Cross went to a cabinet where Hevlaska kept a small but excellent selection of beverages for occasions that called for something stronger than tea or coffee. "My God," he said as he uncapped her best bourbon. "I feel like I'm corrupting an innocent."
"Oh shut up," Hevlaska said, taking a second pull on the cigarette. "Consider yourself lucky I didn't drop dead from a stroke or something."
"Are you quite sure you can have this?" Cross asked, holding a glass of bourbon just out of her reach.
"Of course I can't," Hevlaska said, "now give it to me."
"I have waited half my life to hear you say those words."
"They're about the booze, not you. Have a seat, you obnoxious reprobate, before I throw you out on your ear!" Hevlaska eased herself into a chair. "Three years without even an e-mail, then you dump poor Allen on us without a word of warning-to him as well as to us."
"I did send word," Cross said as he sat opposite her. "I e-mailed Komui."
"And you knew exactly what that would accomplish!"
"Not my fault Komui doesn't organize his inbox."
"Well, you could have warned Allen. The boy had no idea what he was getting into, and then you pop back here like some kind of jack-in-the-box. Did you even bother talking to him in China?"
"No time," Cross said. "I had a flight to catch."
"You could have booked a different one, you just didn't feel like it. So you weren't responsible for putting him in the hospital?"
"What?" That seemed to genuinely alarm Cross.
"Someone did. The ICD went off, and the resulting fall gave him a concussion. Allen refused to give any details about the incident, which immediately led me to think of you."
"What the hell was that little bastard thinking?" Cross said. "He knows he's supposed to avoid those shocks. What happened?"
"So it wasn't you," Hevlaska said. "All he would say was that something startled him."
"Don't worry," Cross said, "I'll get the truth out of him.
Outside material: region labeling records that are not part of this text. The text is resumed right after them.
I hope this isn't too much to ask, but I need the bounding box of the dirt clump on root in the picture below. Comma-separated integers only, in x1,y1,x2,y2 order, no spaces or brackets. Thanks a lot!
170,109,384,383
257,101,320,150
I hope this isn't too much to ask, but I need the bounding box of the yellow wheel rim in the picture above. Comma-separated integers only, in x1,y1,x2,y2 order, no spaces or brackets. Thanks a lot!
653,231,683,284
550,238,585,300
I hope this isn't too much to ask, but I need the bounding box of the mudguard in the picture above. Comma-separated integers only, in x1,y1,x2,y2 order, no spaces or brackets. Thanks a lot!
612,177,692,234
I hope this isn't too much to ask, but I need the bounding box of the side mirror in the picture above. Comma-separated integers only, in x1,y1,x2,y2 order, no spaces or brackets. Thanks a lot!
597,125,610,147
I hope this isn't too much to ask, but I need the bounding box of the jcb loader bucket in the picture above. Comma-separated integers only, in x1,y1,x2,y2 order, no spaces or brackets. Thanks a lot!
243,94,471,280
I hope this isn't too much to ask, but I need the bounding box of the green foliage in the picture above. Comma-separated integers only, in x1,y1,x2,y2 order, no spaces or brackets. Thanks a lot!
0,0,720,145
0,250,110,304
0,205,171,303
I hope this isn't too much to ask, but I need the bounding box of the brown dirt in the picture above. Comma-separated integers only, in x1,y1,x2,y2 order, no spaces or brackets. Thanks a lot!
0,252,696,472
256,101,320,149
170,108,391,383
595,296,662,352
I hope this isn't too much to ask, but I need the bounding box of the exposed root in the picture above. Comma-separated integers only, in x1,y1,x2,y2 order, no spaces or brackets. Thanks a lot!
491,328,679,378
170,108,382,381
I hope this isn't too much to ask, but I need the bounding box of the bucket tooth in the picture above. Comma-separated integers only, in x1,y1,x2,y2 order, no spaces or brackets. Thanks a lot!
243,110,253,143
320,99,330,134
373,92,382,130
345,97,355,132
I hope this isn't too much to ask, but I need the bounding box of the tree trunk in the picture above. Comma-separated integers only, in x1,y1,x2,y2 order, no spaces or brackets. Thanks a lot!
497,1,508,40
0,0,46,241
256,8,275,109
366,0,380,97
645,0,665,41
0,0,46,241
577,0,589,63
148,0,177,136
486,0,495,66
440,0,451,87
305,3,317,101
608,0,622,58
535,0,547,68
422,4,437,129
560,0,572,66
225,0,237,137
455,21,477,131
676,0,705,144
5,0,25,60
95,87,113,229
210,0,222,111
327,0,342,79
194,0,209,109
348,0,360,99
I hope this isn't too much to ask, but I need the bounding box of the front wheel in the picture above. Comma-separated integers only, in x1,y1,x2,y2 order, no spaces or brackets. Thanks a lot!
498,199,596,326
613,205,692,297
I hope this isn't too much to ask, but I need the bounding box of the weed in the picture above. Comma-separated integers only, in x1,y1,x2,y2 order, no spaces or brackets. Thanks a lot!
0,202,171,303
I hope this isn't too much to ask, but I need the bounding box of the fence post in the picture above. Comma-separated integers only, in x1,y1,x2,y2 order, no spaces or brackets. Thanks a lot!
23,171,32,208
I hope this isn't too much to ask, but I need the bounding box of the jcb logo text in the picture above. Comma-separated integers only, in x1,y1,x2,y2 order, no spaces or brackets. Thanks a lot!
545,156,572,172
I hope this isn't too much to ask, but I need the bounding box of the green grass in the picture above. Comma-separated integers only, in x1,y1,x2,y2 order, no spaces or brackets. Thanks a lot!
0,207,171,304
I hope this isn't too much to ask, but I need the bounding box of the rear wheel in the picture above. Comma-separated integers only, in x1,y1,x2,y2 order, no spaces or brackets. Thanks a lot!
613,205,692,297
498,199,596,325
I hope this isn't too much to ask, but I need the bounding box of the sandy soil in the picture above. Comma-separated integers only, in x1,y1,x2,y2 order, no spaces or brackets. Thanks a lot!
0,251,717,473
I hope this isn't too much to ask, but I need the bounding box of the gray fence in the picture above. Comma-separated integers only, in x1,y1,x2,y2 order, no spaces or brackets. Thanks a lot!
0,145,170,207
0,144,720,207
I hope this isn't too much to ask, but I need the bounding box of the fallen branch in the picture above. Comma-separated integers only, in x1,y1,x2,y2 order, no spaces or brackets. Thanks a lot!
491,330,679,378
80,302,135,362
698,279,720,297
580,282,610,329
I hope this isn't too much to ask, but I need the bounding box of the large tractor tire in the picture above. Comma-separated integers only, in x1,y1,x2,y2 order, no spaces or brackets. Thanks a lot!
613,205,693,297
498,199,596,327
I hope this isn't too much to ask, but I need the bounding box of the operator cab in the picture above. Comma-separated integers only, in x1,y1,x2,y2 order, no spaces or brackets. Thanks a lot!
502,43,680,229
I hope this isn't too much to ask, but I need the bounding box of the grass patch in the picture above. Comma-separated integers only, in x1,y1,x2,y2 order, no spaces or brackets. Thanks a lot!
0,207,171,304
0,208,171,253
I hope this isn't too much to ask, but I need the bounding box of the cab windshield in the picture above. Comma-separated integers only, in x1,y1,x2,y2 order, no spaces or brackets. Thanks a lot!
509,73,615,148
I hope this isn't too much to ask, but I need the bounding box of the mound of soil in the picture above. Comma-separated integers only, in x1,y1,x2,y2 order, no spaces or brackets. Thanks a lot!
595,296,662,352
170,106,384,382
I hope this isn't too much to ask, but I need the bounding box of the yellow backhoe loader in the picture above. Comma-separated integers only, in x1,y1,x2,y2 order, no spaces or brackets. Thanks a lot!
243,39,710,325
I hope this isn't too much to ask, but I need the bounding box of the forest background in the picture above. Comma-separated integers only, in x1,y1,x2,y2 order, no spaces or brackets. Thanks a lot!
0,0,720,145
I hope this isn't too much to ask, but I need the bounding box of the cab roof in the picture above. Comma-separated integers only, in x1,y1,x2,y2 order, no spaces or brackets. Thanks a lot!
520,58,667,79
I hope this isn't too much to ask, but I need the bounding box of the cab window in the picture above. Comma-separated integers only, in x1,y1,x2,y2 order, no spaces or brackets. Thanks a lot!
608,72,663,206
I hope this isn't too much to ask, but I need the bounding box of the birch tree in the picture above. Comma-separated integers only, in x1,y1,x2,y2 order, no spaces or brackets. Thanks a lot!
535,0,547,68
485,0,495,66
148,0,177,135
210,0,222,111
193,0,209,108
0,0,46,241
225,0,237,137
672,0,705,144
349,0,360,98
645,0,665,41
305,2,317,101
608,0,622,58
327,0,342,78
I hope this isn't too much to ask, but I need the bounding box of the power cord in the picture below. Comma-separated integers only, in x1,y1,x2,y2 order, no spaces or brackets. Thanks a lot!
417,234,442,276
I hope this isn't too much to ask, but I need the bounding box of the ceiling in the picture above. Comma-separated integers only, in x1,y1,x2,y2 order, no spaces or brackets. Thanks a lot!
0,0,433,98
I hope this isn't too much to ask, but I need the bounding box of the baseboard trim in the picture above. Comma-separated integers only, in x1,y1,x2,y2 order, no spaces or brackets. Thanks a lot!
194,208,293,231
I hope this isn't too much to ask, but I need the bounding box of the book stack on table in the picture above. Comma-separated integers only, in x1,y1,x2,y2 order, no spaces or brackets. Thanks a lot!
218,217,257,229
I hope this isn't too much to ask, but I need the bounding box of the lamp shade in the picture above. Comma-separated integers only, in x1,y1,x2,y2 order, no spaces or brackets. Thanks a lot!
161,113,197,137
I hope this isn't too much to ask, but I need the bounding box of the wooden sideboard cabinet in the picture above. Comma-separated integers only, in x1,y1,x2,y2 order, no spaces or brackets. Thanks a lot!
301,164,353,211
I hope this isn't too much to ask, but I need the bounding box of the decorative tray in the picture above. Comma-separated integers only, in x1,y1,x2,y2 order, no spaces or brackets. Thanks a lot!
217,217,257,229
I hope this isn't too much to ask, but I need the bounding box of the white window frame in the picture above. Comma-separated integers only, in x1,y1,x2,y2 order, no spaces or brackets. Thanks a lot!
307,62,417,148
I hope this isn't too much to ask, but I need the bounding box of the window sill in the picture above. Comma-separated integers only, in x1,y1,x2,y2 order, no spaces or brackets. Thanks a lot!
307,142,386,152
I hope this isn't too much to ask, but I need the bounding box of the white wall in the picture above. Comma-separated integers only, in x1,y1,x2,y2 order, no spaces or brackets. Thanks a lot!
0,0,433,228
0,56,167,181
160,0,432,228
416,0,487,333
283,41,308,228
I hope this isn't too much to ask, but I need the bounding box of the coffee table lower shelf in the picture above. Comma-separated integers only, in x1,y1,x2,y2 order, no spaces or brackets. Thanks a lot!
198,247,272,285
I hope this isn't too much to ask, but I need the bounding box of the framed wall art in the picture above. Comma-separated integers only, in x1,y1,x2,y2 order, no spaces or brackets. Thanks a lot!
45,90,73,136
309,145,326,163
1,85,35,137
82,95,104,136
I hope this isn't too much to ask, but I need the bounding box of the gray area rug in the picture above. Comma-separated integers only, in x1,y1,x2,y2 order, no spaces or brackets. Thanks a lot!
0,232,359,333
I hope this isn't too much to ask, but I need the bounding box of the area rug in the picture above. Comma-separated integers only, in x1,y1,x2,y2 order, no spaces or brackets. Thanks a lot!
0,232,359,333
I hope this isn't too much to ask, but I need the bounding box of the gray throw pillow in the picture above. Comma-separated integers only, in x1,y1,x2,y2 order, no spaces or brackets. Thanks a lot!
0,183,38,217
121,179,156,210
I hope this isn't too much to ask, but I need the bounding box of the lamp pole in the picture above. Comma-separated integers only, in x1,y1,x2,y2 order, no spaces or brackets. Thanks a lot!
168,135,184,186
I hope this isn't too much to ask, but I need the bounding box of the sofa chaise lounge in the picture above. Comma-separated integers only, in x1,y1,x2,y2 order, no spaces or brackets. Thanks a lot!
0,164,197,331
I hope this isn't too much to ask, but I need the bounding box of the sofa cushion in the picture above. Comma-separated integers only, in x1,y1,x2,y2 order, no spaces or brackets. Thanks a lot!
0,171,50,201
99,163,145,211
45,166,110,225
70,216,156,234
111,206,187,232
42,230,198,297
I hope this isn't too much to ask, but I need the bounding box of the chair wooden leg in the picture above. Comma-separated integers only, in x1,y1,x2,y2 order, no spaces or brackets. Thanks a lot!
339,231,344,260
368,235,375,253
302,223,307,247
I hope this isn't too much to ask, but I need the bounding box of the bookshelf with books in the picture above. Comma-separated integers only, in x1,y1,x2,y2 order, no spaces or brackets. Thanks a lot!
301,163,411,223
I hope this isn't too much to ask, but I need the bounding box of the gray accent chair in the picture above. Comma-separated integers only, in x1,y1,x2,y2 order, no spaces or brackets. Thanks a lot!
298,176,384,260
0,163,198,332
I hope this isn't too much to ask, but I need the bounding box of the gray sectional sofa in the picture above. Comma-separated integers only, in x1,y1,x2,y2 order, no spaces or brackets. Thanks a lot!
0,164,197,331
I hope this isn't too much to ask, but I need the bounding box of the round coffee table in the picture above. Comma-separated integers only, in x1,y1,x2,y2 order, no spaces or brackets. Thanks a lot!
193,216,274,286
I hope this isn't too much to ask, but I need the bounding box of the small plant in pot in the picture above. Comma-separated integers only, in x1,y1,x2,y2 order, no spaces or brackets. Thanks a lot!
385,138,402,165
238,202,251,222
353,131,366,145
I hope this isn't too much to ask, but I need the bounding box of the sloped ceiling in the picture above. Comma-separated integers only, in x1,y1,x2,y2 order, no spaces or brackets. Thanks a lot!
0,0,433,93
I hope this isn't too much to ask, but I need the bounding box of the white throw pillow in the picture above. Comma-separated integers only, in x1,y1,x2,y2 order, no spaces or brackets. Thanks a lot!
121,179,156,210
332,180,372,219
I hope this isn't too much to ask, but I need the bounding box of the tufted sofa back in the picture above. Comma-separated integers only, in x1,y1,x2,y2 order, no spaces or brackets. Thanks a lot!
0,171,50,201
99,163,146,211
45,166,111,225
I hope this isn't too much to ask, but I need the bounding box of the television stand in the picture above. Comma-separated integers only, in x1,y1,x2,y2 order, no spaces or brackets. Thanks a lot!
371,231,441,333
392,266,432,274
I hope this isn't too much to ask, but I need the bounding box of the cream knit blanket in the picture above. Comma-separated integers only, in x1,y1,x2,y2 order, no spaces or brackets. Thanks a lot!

How has he been otherwise?"
"Fine, but you knew that. You trained him. I don't suppose you bothered to watch him in China?"
"I did. He bit off a little more than he could chew with that piece, but he does that under pressure. Seems to think it makes him work harder."
"I've heard that theory before," she said. "Allen's a chip off the old block, only in all of the good ways, bless him. He doesn't seem to have picked up any of your less savory habits."
"I think I traumatized him for life," Cross said proudly.
"Undoubtedly," Hevlaska said. "No one has ever questioned your ability to traumatize people."
"Well, traumatized or not, he's a fine dancer," Cross said, "although I'll admit that wasn't entirely my doing."
"Yes, well." Hevlaska was starting to feel the effects of the nicotine and alcohol, old comforts long-missed. Sometimes she wondered if longevity was really worth it, especially considering that one spent an unpleasantly large portion of that time being old. "Tell me," she said, taking another sip from her glass, "is that boy who I think he is?"
"I don't know," Cross said, taking a deep drag on his cigarette and settling back in his chair as he blew it out. "That all depends on who you think he is."